Title: The Vault of Dreamers
Author: Caragh M. O’Brien
No. of Pages: 432
Genre: Young Adult; Science Fiction
Origins: Roaring Book Press
Release Date: 16 September 2014
Bottom Line: Skip it; too frustrating
“The Forge School is the most prestigious arts school in the country. The secret to its success: every moment of the students’ lives is televised as part of the insanely popular Forge Show, and the students’ schedule includes twelve hours of induced sleep meant to enhance creativity. But when first year student Rosie Sinclair skips her sleeping pill, she discovers there is something off about Forge. In fact, she suspects that there are sinister things going on deep below the reaches of the cameras in the school. What’s worse is, she starts to notice that the ridges of her consciousness do not feel quite right. And soon, she unearths the ghastly secret that the Forge School is hiding—and what it truly means to dream there.
From Caragh M. O’Brien, author of the Birthmarked trilogy comes the first book in a new series, The Vault of Dreamers, a fast-paced, psychologically thrilling novel about what happens when your dreams are not your own.”
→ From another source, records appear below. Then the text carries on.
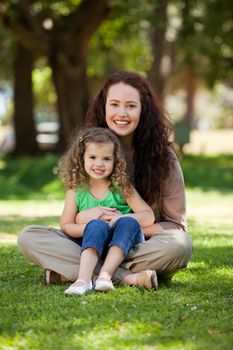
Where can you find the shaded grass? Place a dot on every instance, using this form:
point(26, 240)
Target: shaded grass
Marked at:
point(30, 178)
point(193, 312)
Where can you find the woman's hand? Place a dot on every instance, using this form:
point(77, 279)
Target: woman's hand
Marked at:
point(101, 213)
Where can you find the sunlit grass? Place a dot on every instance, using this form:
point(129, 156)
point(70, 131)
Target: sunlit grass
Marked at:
point(193, 312)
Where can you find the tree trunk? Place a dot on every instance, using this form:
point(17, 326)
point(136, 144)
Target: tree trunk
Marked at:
point(25, 130)
point(72, 94)
point(157, 73)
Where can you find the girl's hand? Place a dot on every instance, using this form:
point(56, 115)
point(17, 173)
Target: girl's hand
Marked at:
point(114, 219)
point(84, 216)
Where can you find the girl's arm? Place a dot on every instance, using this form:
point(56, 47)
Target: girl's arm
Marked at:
point(67, 221)
point(84, 216)
point(142, 212)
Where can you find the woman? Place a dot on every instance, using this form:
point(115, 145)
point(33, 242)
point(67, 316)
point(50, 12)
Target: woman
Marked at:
point(127, 105)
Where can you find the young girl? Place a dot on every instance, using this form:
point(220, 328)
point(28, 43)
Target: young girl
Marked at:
point(94, 173)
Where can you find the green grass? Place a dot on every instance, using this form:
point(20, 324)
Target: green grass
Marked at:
point(193, 312)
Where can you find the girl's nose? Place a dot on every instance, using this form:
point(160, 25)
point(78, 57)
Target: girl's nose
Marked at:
point(99, 162)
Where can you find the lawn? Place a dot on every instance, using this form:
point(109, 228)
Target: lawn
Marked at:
point(194, 311)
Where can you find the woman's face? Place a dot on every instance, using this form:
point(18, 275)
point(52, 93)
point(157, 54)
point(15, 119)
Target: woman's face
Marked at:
point(123, 109)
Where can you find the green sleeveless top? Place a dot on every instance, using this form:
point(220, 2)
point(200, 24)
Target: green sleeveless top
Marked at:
point(85, 200)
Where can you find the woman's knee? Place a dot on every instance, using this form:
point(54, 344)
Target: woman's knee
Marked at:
point(181, 246)
point(127, 222)
point(96, 229)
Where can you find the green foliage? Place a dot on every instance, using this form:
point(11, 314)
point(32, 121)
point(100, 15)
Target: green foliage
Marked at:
point(122, 41)
point(30, 178)
point(191, 312)
point(204, 41)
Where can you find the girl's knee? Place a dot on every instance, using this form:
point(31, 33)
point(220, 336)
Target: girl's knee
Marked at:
point(127, 221)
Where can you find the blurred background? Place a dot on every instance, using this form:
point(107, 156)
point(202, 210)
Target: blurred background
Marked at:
point(55, 55)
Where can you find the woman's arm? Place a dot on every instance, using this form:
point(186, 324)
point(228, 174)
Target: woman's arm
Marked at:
point(67, 221)
point(173, 203)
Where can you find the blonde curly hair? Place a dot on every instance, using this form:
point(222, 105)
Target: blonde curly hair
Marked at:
point(71, 166)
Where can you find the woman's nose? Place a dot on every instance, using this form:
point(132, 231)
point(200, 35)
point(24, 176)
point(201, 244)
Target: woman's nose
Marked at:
point(123, 112)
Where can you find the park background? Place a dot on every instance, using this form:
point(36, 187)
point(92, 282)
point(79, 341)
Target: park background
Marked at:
point(53, 58)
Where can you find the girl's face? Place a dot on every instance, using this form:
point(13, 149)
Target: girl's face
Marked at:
point(99, 160)
point(123, 109)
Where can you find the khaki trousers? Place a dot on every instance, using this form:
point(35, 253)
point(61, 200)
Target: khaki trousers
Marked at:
point(52, 249)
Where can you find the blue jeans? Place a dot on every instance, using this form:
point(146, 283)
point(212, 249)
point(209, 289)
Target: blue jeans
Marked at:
point(125, 233)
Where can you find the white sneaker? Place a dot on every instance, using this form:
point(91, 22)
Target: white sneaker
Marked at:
point(79, 287)
point(104, 283)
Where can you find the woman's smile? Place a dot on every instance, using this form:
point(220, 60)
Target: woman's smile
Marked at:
point(123, 109)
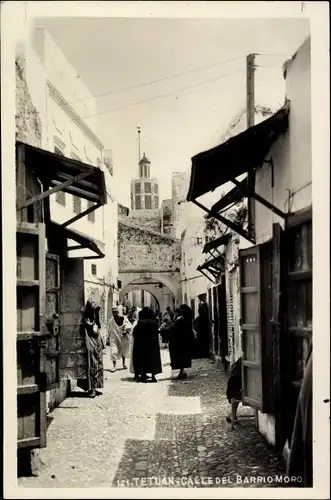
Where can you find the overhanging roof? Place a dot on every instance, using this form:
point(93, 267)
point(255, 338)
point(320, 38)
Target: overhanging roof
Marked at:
point(82, 240)
point(236, 156)
point(53, 169)
point(211, 245)
point(214, 264)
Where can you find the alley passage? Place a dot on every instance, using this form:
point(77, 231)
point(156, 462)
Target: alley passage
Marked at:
point(172, 429)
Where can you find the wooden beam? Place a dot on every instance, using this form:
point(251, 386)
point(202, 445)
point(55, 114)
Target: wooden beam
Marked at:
point(250, 90)
point(257, 197)
point(235, 227)
point(53, 190)
point(300, 217)
point(81, 193)
point(206, 276)
point(82, 214)
point(74, 247)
Thoughts: The first thing that will strike readers is that Rosie is not quite like her fellow students. She is highly innocent about the ways of the Forge School and what it takes to gain popularity but at the same time is extremely jaded about life in general. She is independent but still succumbs to peer pressure. These contradictions remain front and center as Rosie attempts to balance life as a contracted student and as a free-thinker determined to get answers to her questions. In some ways, her inconstancy is appropriate for her age. In others, it is rather distracting. The wisdom gained from her rough childhood among the poorest of the poor disappears too frequently for comfort in spite of her youth. The addition of a love story to the proceedings do nothing to improve some of these inconstancies as it tends to reinforce the innocence and lack of worldly ways the defines life at Forge but does not necessarily define Rosie herself.
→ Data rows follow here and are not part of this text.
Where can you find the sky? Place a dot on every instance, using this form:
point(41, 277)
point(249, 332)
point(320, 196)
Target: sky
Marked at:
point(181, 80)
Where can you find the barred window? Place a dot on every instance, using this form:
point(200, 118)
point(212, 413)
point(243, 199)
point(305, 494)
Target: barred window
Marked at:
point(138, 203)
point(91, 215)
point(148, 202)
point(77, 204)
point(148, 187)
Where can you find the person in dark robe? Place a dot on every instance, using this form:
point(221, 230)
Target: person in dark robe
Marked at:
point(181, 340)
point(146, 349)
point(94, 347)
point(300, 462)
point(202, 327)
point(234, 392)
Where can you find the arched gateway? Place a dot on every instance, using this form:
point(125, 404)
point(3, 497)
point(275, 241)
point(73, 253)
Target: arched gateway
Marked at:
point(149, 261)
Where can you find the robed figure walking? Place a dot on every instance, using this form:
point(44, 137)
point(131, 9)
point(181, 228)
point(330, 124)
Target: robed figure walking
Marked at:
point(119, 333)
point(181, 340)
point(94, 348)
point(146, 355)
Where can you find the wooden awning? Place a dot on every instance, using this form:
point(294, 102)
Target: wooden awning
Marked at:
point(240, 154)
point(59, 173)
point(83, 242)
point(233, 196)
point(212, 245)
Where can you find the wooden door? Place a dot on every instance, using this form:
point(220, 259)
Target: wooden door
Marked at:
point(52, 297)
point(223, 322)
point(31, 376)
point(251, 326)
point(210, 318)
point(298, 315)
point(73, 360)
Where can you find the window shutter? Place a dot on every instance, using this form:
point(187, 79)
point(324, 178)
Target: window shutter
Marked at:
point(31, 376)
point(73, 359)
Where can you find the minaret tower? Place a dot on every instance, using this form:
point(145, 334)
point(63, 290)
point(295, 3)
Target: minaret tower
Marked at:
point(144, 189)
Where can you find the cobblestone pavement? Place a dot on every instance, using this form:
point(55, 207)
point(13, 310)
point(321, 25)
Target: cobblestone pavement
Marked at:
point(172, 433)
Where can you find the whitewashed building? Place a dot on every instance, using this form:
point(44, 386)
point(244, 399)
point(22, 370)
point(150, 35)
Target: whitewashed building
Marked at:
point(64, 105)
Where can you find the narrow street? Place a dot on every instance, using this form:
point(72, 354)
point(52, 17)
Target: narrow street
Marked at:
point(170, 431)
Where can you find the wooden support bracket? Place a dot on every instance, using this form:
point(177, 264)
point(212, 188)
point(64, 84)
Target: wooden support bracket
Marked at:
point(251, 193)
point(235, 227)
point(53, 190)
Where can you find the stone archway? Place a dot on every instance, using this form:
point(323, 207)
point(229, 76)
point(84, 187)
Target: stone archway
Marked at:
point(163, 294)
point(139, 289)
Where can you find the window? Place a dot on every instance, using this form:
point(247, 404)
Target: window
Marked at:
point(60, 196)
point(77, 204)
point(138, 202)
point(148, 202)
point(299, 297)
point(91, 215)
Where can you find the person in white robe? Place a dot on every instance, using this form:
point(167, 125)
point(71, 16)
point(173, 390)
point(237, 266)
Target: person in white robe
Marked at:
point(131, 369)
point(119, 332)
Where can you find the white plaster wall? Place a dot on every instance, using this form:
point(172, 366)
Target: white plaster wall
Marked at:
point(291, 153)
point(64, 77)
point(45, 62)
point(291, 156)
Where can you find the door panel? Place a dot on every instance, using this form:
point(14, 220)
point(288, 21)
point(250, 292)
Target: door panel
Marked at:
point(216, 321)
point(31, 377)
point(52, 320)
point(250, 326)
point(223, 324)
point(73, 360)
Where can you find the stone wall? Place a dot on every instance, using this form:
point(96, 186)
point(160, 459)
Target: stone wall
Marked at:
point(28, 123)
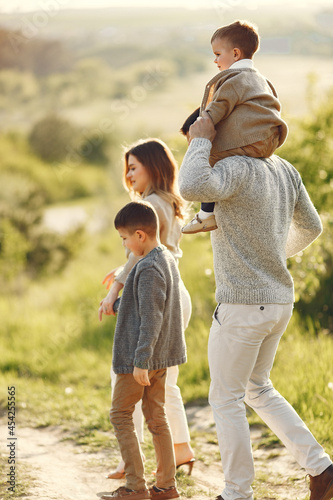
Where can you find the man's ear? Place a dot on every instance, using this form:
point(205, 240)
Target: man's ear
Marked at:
point(237, 53)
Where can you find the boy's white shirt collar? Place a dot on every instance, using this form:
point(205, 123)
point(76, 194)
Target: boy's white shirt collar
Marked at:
point(242, 63)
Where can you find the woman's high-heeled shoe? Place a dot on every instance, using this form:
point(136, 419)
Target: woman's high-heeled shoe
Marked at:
point(190, 464)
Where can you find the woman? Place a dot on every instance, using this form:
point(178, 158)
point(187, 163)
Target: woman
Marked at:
point(151, 173)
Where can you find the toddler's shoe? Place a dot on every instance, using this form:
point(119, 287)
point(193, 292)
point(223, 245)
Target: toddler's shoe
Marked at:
point(163, 493)
point(198, 225)
point(128, 494)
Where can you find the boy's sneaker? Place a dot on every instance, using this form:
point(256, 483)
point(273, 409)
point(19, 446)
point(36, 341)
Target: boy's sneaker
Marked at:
point(126, 493)
point(163, 493)
point(198, 225)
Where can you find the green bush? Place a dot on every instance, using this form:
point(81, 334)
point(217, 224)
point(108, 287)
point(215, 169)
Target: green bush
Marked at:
point(52, 137)
point(26, 246)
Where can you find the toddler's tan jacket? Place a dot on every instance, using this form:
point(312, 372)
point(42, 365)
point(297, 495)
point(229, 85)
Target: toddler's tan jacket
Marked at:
point(244, 107)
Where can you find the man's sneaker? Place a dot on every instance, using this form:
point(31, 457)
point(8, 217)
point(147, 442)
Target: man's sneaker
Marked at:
point(163, 493)
point(198, 225)
point(126, 493)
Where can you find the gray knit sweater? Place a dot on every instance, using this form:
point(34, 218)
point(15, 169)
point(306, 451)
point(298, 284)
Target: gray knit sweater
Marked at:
point(149, 331)
point(264, 215)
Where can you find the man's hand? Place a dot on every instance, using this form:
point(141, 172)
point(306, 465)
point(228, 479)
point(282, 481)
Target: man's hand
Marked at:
point(203, 127)
point(141, 376)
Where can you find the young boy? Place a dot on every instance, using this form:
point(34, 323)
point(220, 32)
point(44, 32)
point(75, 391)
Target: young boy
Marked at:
point(148, 338)
point(243, 106)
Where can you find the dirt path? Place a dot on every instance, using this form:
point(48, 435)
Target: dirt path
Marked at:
point(61, 472)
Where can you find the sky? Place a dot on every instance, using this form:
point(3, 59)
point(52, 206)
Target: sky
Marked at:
point(28, 5)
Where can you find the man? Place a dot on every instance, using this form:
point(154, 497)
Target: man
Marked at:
point(264, 215)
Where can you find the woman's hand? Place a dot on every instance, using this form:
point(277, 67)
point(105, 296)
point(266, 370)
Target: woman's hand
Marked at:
point(106, 305)
point(141, 376)
point(109, 278)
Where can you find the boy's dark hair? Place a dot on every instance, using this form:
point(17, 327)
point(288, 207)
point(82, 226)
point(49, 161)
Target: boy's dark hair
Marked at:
point(137, 215)
point(189, 121)
point(241, 35)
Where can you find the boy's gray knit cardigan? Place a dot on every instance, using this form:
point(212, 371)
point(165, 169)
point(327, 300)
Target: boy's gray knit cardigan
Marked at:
point(264, 215)
point(149, 331)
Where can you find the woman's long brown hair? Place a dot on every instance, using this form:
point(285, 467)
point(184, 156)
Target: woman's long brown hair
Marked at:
point(162, 167)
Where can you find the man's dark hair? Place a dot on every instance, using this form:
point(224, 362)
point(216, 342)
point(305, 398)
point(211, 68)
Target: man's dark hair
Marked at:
point(189, 121)
point(137, 215)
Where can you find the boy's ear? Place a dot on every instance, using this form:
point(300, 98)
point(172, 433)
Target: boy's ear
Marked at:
point(141, 234)
point(237, 54)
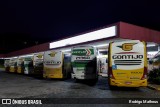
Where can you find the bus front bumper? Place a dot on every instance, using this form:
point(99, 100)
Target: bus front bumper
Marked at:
point(128, 83)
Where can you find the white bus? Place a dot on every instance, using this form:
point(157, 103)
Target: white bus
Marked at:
point(20, 65)
point(84, 63)
point(28, 64)
point(38, 64)
point(56, 65)
point(6, 65)
point(13, 65)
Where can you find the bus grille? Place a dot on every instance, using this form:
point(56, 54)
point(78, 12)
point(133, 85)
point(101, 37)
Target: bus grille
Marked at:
point(127, 62)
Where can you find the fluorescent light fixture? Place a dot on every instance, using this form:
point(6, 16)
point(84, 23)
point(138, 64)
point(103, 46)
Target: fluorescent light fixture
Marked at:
point(67, 50)
point(25, 55)
point(102, 45)
point(95, 35)
point(150, 45)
The fact that The Vault of Dreamers is the first book in a series only partially redeems the ending of the story. There is not adequate explanation of the science behind the insidious actions of the dean of students.The pacing towards the end is extremely rushed too. Because so much happens in a few short pages, the reader gets the impression that it is not a series but a stand-alone story. This serves to make the last scene incredibly frustrating and highly disappointing. Even with the respite of the promise of future adventures, the ending is a bit of a conundrum. It leaves no apparent room for the future of Rosie’s story and leaves readers impotent with rage at the unusual-for-her actions and attitudes.
The Vault of Dreamers occurs in the undetermined future. Technology appears only slightly more enhanced than it is today, but there is an even greater divide between the haves and the have-nots. The reasons behind this division remain nebulous and are among the myriad of unanswered questions left when the story ends. Readers do not get a clear impression of the world outside the Forge School, the politics, the economics, and society in general. Given what Rosie discovers about the school, this lack of clarity of the world at large is puzzling and adds to a reader’s general confusion.
The Vault of Dreamers has all of the trappings of a fantastic new series. The story is exciting and unusual. Rosie is an intriguing heroine, determined to uncover the truth and not afraid to question the unquestionable. There are dark secrets within the school and later an apparent conspiracy. However, the ending unravels all of the magic Ms. O’Brien creates on the previous pages. The entire story becomes a frustrating experience as readers are left to question just what possibly could happen next and to decide whether it is worth attempting future stories in the series.